Number 3: Loki, Critics Score: 92%, Audience Score: 91%
I know a lot of people would have my head for this being under my next picks, but I have good reasoning... it’s just alright. In all honesty, this is the show I was least excited about back when they were all announced. Loki has never been a favorite character of mine until Thor: Ragnarok and I actually liked him for the first time for showing a decent amount of character growth in one installment after he had shown none in the other three movies he was in... and then he was brutally murdered in literally the next scene he was in.
Endgame undid nearly a decade of slow burning character growth then launched him into his own show which just felt frustrating to me. This show was fun and cinematically beautiful to watch, but overall hurt Loki as a character by bringing to light just how poorly he was written as an “anti-hero” for the entire duration of the MCU, but the highs of this show are very high. It was funny, well-cast and I genuinely like every character besides the main Loki.
Number 2: Hawkeye, Critics Score: 92%, Audience Score: 91%
Hawkeye has been pretty low on the list for many people I have talked to despite what the Rotten Tomatoes scores say, which I honestly don’t understand because I adore this show. It’s fun, introduces a new and entertaining main character, finally gives some quality screen time to Clint Barton, ties a movie into the show well brings in the potential for more Marvel properties to become officially canon. There weren’t many, if any, moments in Hawkeye I would deem boring. Echo was an interesting villain who room had room left for a sensible redemption arc in her own spin-off.
Since seeing Endgame in theaters, I have wanted more development of Clint’s time as Ronin, and we finally got to see some from the perspective of his victims. Hailey Steinfeld made the perfect Kate Bishop and has quickly become a fan-favorite character who I am excited to see more of in the future. A common complaint of Hawkeye is how the stakes never felt very high, but I view it as a strength of the show.
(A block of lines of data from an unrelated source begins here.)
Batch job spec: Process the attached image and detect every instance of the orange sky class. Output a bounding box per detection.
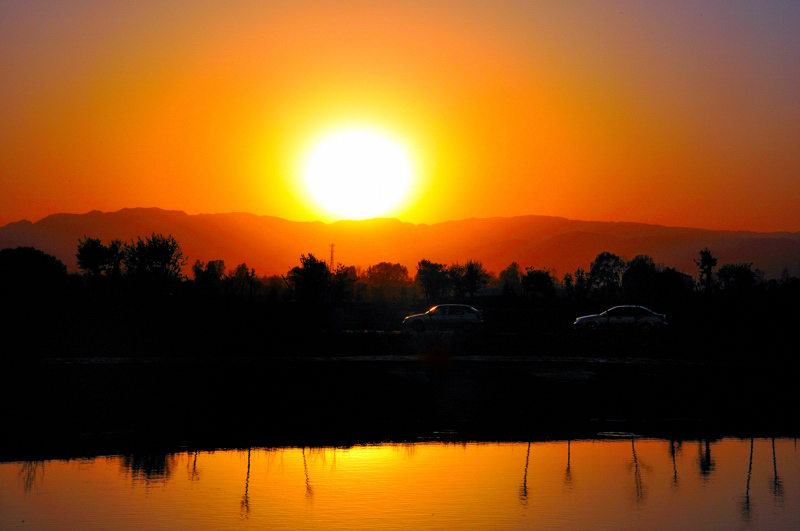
[0,1,800,231]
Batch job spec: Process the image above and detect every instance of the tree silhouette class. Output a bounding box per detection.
[416,259,449,301]
[498,262,522,295]
[694,247,717,293]
[122,233,186,282]
[289,253,331,304]
[76,235,123,279]
[521,267,556,299]
[717,263,763,292]
[330,264,358,303]
[76,235,108,278]
[589,251,625,299]
[362,262,411,287]
[192,260,225,292]
[574,267,589,299]
[622,254,660,301]
[462,260,491,301]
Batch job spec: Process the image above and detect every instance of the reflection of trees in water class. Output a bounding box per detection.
[628,437,651,503]
[697,439,717,481]
[769,437,783,503]
[302,446,314,500]
[186,450,200,481]
[741,438,753,521]
[19,461,44,494]
[239,447,251,518]
[564,440,572,490]
[519,441,531,505]
[121,454,175,483]
[669,440,683,489]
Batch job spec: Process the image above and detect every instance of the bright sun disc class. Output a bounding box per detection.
[303,129,412,219]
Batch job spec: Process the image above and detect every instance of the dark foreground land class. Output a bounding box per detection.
[0,290,800,466]
[0,332,800,466]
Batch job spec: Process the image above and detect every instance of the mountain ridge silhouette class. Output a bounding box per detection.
[0,207,800,278]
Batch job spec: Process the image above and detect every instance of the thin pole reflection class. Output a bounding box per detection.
[186,450,200,481]
[669,440,681,489]
[741,438,753,521]
[240,447,251,518]
[519,441,531,505]
[697,439,717,481]
[302,446,314,499]
[564,439,572,489]
[631,437,646,503]
[19,461,44,494]
[769,437,783,503]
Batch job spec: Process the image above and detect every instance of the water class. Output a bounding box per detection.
[0,437,800,529]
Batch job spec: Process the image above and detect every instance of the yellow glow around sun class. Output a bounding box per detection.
[302,127,414,219]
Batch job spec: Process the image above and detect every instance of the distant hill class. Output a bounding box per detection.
[0,208,800,278]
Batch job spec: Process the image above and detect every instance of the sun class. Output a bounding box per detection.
[302,127,413,219]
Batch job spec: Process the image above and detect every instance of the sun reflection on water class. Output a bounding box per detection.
[0,436,800,529]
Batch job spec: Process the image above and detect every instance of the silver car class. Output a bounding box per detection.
[403,304,483,332]
[575,306,667,330]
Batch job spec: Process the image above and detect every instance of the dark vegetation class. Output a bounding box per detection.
[0,234,800,359]
[0,234,800,455]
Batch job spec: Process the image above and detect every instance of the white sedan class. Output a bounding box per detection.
[575,306,667,330]
[403,304,483,332]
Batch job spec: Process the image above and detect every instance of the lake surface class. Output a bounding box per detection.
[0,436,800,529]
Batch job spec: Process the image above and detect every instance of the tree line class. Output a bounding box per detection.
[0,233,800,305]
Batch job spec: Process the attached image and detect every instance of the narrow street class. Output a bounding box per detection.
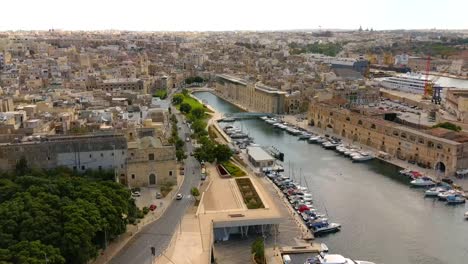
[110,94,200,264]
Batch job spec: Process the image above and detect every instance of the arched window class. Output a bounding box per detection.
[149,173,156,185]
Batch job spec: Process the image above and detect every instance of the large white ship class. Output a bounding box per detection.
[380,73,438,94]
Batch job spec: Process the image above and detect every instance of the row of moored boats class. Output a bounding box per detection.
[260,116,374,162]
[400,170,468,216]
[263,169,341,235]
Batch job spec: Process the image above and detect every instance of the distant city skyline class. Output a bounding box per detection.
[0,0,468,31]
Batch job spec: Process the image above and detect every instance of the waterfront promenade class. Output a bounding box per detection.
[283,115,468,192]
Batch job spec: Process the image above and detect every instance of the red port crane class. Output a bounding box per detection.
[424,55,432,97]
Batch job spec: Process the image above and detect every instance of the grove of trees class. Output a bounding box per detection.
[0,166,143,264]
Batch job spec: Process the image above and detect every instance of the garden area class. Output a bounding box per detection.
[172,89,232,163]
[153,89,167,100]
[236,178,265,209]
[222,161,247,177]
[0,165,144,264]
[160,182,175,197]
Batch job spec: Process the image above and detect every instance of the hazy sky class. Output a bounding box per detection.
[0,0,468,31]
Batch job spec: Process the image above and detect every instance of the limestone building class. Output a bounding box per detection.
[0,134,127,175]
[308,103,468,176]
[215,74,286,114]
[126,136,177,187]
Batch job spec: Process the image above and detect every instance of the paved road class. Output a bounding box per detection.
[110,104,200,264]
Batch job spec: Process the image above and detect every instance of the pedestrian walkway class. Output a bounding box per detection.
[92,175,184,264]
[283,116,468,191]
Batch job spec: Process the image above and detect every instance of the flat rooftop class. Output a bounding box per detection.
[247,147,275,161]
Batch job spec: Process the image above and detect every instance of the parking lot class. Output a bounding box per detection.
[369,98,436,127]
[133,187,167,209]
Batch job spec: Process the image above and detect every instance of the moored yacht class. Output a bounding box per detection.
[424,187,447,197]
[351,152,374,162]
[299,132,312,140]
[307,136,320,143]
[304,253,375,264]
[447,194,466,204]
[411,177,435,187]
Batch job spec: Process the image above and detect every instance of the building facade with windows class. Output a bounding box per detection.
[125,136,177,188]
[308,103,468,176]
[215,74,287,114]
[0,134,127,173]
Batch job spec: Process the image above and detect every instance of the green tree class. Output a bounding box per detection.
[172,94,184,105]
[251,237,265,263]
[176,149,187,161]
[190,187,200,197]
[7,240,65,264]
[214,144,232,163]
[180,103,192,114]
[190,107,205,119]
[15,157,29,175]
[433,122,462,132]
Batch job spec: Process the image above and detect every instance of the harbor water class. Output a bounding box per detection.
[195,92,468,264]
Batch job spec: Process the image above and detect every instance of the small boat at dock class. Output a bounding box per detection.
[304,253,375,264]
[447,194,466,205]
[411,177,435,187]
[437,190,460,201]
[424,187,448,197]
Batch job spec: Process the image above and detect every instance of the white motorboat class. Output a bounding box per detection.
[317,137,327,144]
[351,151,374,162]
[265,118,278,125]
[304,253,375,264]
[322,141,337,149]
[411,177,435,187]
[437,190,460,201]
[343,148,359,157]
[312,223,341,235]
[320,243,328,252]
[424,187,447,197]
[299,132,312,140]
[307,136,320,143]
[447,194,466,204]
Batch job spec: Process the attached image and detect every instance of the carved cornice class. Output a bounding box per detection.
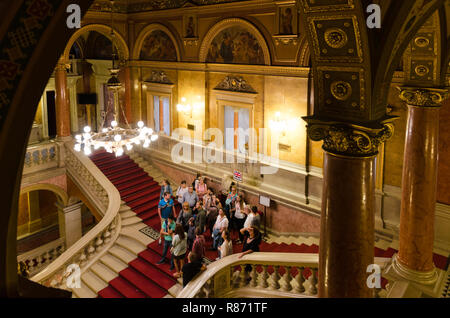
[146,71,173,85]
[397,87,448,107]
[214,76,256,94]
[303,117,395,157]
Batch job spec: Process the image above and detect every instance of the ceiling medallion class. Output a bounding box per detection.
[330,81,352,101]
[324,28,348,49]
[414,36,430,47]
[414,65,430,76]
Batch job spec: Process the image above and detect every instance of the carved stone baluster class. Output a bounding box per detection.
[79,248,87,266]
[258,265,269,288]
[103,230,111,244]
[239,265,248,287]
[250,265,258,287]
[308,268,317,295]
[281,266,292,291]
[34,255,44,270]
[87,241,95,259]
[294,266,305,294]
[95,234,104,251]
[270,265,280,290]
[28,258,36,274]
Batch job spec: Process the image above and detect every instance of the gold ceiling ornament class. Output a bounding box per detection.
[397,87,448,107]
[414,65,430,76]
[330,81,352,101]
[414,36,430,47]
[324,28,348,49]
[304,117,394,157]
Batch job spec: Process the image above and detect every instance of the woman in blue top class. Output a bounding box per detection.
[159,179,173,200]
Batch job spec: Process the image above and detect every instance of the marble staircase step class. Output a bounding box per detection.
[90,262,119,283]
[115,236,147,257]
[100,253,128,273]
[72,281,97,298]
[120,223,154,246]
[81,270,108,294]
[108,245,136,264]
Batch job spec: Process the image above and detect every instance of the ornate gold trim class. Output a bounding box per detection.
[389,254,438,285]
[397,86,448,107]
[303,117,394,157]
[131,23,181,61]
[199,18,270,65]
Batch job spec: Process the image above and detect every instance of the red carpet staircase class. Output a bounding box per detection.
[86,152,447,298]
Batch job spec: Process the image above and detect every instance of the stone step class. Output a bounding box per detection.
[168,283,183,298]
[122,216,144,226]
[72,281,97,298]
[108,245,136,264]
[100,253,128,273]
[120,223,154,246]
[120,210,136,220]
[115,236,147,257]
[81,270,108,294]
[90,262,119,283]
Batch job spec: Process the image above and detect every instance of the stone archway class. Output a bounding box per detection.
[131,23,180,61]
[199,18,271,65]
[62,24,130,63]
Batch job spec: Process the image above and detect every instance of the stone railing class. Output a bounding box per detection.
[31,143,123,290]
[17,238,65,277]
[177,252,389,298]
[23,140,62,175]
[136,135,322,215]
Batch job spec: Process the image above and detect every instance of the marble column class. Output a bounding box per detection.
[56,202,83,249]
[305,118,393,298]
[55,62,70,139]
[392,87,446,284]
[119,66,132,125]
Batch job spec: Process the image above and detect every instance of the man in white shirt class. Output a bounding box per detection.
[212,209,228,251]
[177,180,188,204]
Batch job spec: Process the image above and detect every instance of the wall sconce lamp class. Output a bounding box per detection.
[269,112,299,137]
[177,96,205,118]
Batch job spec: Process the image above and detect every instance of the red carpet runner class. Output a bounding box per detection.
[87,152,447,298]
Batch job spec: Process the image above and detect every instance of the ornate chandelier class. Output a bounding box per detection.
[74,120,158,157]
[74,1,158,157]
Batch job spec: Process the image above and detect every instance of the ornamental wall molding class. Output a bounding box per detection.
[304,118,394,157]
[397,87,448,107]
[214,76,256,94]
[199,18,270,65]
[145,71,173,85]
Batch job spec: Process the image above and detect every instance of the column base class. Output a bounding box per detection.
[385,254,439,287]
[56,136,73,142]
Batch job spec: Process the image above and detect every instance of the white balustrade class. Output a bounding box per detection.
[17,238,64,277]
[31,143,122,290]
[177,252,388,298]
[23,140,61,175]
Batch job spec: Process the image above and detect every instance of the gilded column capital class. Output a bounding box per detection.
[397,87,448,107]
[55,62,70,71]
[303,117,395,157]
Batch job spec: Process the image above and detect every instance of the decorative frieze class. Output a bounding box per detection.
[304,117,394,157]
[214,76,256,94]
[398,87,448,107]
[146,71,173,85]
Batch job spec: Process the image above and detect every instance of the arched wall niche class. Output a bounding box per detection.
[131,23,181,61]
[62,24,130,63]
[199,18,271,65]
[20,183,69,206]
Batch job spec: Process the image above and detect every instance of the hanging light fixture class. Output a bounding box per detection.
[74,0,158,157]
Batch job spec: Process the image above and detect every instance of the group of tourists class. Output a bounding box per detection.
[157,174,262,286]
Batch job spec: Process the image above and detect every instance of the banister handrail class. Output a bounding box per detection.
[31,142,121,288]
[177,252,390,298]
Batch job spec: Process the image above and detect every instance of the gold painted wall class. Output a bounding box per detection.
[384,85,407,187]
[264,76,308,165]
[174,71,206,137]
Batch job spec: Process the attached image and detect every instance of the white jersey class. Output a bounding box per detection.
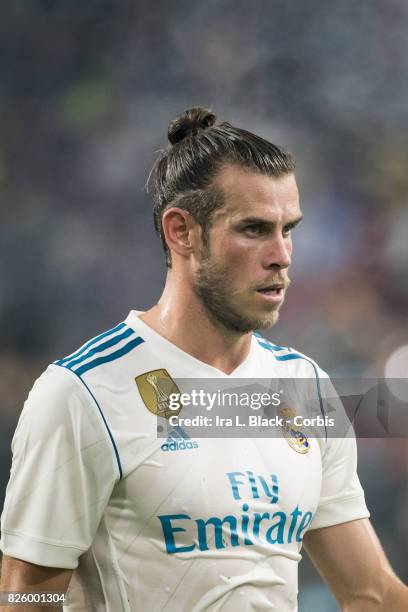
[1,311,369,612]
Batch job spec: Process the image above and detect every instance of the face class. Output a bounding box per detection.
[195,166,302,333]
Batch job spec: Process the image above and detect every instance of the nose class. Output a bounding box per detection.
[265,235,292,269]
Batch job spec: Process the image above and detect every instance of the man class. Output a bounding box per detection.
[2,108,408,612]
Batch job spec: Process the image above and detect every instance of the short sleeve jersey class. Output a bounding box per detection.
[1,311,369,612]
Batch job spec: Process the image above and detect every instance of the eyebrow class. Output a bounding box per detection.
[238,215,303,227]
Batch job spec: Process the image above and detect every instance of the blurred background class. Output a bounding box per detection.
[0,0,408,612]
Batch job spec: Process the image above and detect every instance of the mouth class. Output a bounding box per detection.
[257,284,285,303]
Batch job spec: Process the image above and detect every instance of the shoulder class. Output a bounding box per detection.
[253,332,328,378]
[53,321,145,385]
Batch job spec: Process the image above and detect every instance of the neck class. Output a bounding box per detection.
[140,270,251,374]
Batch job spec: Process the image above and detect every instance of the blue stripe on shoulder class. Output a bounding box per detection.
[58,327,136,369]
[73,336,144,376]
[55,364,123,480]
[257,336,292,351]
[54,323,126,365]
[256,334,327,440]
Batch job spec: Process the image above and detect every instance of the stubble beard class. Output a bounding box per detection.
[194,255,279,334]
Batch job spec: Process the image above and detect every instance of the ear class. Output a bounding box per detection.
[162,206,199,257]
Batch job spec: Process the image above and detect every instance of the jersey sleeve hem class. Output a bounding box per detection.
[309,494,370,531]
[0,529,86,569]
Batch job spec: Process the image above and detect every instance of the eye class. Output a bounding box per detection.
[244,223,265,236]
[282,223,296,236]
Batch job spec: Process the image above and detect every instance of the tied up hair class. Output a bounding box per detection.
[148,107,295,268]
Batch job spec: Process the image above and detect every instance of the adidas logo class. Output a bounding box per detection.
[160,426,198,451]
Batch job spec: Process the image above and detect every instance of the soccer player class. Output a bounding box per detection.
[1,108,408,612]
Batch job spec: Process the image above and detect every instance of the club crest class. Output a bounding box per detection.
[279,406,310,453]
[135,368,181,419]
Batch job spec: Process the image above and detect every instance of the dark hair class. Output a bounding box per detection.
[149,108,295,267]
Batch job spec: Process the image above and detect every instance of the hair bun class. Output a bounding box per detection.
[167,107,217,145]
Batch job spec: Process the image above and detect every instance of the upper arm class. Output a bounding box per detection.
[304,519,408,612]
[1,366,117,569]
[0,555,72,612]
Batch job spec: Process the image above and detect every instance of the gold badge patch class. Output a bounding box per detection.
[135,368,181,419]
[279,407,310,453]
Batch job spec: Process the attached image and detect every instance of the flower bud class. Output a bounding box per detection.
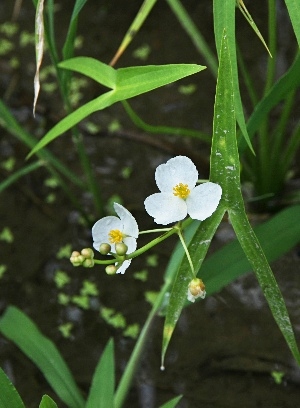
[105,265,117,275]
[187,278,206,302]
[70,251,85,266]
[81,248,94,259]
[82,258,94,268]
[116,242,128,256]
[99,244,111,255]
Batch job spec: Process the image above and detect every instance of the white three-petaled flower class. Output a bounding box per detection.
[92,203,139,273]
[145,156,222,225]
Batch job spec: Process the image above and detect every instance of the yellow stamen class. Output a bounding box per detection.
[108,230,124,244]
[173,183,191,200]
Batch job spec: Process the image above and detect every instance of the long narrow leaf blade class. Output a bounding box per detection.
[59,57,117,89]
[0,306,84,408]
[33,0,44,115]
[27,63,205,157]
[211,33,300,364]
[110,0,157,66]
[85,339,115,408]
[201,205,300,295]
[159,396,182,408]
[0,368,25,408]
[214,0,254,152]
[116,64,206,101]
[39,395,58,408]
[161,207,224,367]
[285,0,300,47]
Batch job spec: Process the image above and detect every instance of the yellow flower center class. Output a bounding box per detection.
[173,183,191,200]
[108,230,124,244]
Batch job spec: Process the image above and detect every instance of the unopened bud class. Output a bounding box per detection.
[81,248,94,259]
[99,244,111,255]
[82,258,94,268]
[187,278,206,302]
[116,242,128,256]
[70,251,85,266]
[105,265,117,275]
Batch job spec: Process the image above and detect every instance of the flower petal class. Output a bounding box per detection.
[123,237,136,254]
[144,193,187,225]
[186,182,222,221]
[115,259,131,275]
[114,203,139,238]
[92,215,123,251]
[155,156,198,194]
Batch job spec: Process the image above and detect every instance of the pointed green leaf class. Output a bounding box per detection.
[239,54,300,151]
[211,33,300,364]
[63,0,87,60]
[39,395,58,408]
[85,339,115,408]
[214,0,254,152]
[116,64,206,101]
[0,306,84,408]
[161,206,224,367]
[285,0,300,47]
[0,368,25,408]
[229,211,300,365]
[33,0,44,115]
[237,0,272,57]
[59,57,116,89]
[110,0,157,65]
[27,91,115,158]
[201,205,300,295]
[159,396,182,408]
[27,61,205,158]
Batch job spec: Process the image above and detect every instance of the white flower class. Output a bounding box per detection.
[144,156,222,225]
[92,203,139,273]
[187,278,206,303]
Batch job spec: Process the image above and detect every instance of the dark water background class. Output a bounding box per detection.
[0,0,300,408]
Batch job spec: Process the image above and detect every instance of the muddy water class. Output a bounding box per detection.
[0,0,300,408]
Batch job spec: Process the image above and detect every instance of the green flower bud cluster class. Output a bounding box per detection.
[99,242,128,275]
[70,248,94,268]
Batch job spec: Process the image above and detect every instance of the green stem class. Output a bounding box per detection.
[126,226,179,259]
[167,0,218,77]
[114,282,171,408]
[257,0,276,194]
[178,230,196,277]
[121,100,211,143]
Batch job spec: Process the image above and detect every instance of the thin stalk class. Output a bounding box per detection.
[0,160,45,193]
[257,0,277,193]
[114,282,171,408]
[167,0,218,77]
[0,100,85,189]
[121,100,211,143]
[178,230,196,277]
[282,123,300,173]
[236,45,259,109]
[40,0,104,217]
[272,90,296,173]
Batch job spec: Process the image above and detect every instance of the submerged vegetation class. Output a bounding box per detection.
[0,0,300,408]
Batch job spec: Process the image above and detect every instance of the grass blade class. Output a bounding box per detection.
[0,306,84,408]
[85,339,115,408]
[0,368,25,408]
[167,0,218,77]
[27,62,205,158]
[159,396,182,408]
[285,0,300,47]
[201,205,300,295]
[214,0,254,153]
[39,395,58,408]
[0,161,43,193]
[109,0,157,66]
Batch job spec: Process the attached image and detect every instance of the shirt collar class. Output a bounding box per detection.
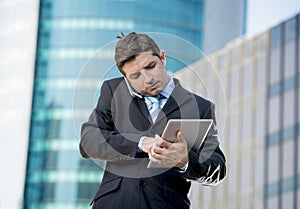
[124,75,175,98]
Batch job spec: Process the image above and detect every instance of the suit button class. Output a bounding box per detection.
[140,180,147,187]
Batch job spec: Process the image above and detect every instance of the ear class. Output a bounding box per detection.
[159,50,167,65]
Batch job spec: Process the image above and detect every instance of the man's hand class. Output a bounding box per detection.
[148,131,188,168]
[142,137,156,153]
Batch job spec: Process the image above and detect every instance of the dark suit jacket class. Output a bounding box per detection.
[80,78,225,209]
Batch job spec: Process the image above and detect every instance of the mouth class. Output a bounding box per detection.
[146,82,158,90]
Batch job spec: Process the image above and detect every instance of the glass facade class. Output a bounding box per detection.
[177,15,300,209]
[23,0,203,209]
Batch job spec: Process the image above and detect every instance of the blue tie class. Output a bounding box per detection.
[145,94,165,123]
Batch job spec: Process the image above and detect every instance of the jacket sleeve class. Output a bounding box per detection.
[79,82,141,161]
[182,104,226,186]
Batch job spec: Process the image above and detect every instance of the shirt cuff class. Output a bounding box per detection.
[176,162,189,173]
[137,136,146,153]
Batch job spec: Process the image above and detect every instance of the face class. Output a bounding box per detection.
[122,51,169,96]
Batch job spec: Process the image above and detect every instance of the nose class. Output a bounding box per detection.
[142,70,153,83]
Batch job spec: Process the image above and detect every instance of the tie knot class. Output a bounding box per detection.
[145,94,166,105]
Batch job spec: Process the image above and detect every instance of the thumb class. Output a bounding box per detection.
[176,131,185,142]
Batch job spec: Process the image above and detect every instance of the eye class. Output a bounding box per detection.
[145,63,156,70]
[129,72,141,79]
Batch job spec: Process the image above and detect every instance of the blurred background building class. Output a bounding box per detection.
[14,0,300,209]
[177,14,300,209]
[14,0,246,209]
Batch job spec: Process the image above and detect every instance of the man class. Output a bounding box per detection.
[80,32,226,209]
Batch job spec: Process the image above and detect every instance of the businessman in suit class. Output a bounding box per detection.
[80,32,226,209]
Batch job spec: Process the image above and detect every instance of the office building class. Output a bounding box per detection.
[0,0,38,209]
[23,0,245,209]
[177,15,300,209]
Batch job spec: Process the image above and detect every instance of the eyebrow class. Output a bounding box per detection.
[144,60,156,68]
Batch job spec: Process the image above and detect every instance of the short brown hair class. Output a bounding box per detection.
[115,32,160,74]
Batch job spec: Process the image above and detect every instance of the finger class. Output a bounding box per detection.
[176,131,185,142]
[156,138,171,149]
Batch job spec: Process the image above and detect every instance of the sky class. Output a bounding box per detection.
[246,0,300,36]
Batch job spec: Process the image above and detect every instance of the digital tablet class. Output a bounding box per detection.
[148,119,213,168]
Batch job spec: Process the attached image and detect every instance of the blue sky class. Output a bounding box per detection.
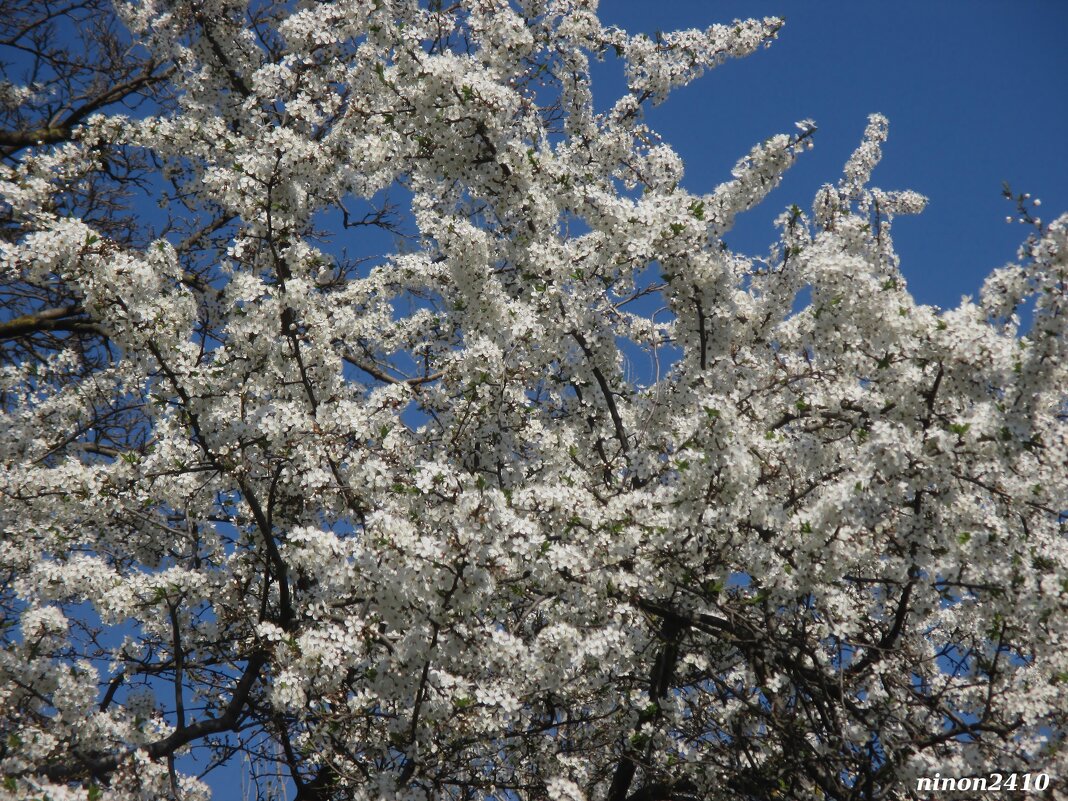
[203,0,1068,798]
[593,0,1068,308]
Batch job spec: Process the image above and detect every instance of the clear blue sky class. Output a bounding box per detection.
[133,0,1068,799]
[593,0,1068,307]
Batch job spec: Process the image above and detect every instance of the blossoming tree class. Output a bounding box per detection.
[0,0,1068,801]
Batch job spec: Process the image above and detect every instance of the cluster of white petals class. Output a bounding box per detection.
[0,0,1068,801]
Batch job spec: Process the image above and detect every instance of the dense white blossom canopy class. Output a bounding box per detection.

Seeing more emotional, low stakes and street-level content instead of all world and multi-verse ending blockbusters could be its own whole corner of the MCU that brought many heroes like Spider-Man, Hawkeye and Daredevil to popularity in their original comic book days.
Number 1: Moon Knight, Critics Score 87%, Audience Score 92%
Despite the critics score, I think this show is easily the best so far. I was nervous about introducing such a strange character to the MCU but Moon Knight is just much cooler than he is weird. Oscar Isaac does a fantastic job at playing essentially three different characters since he plays a Marc Spector who has dissociative identity disorder. Moon Knight balances material about supernatural and an action-packed superhero movie well.
The villain is threatening and sensible while the protagonist is the most chaotic character in the show. The story followed conflict within Marc and his different personalities, with the villain, with Khonshu (the deity who gives him his powers), with his wife and between his main alter (Steven Grant) and all of those other characters. So many relationships can be difficult for a six episode show to balance, but Moon Knight did it so well. I can’t wait to see how he fits into the MCU later on.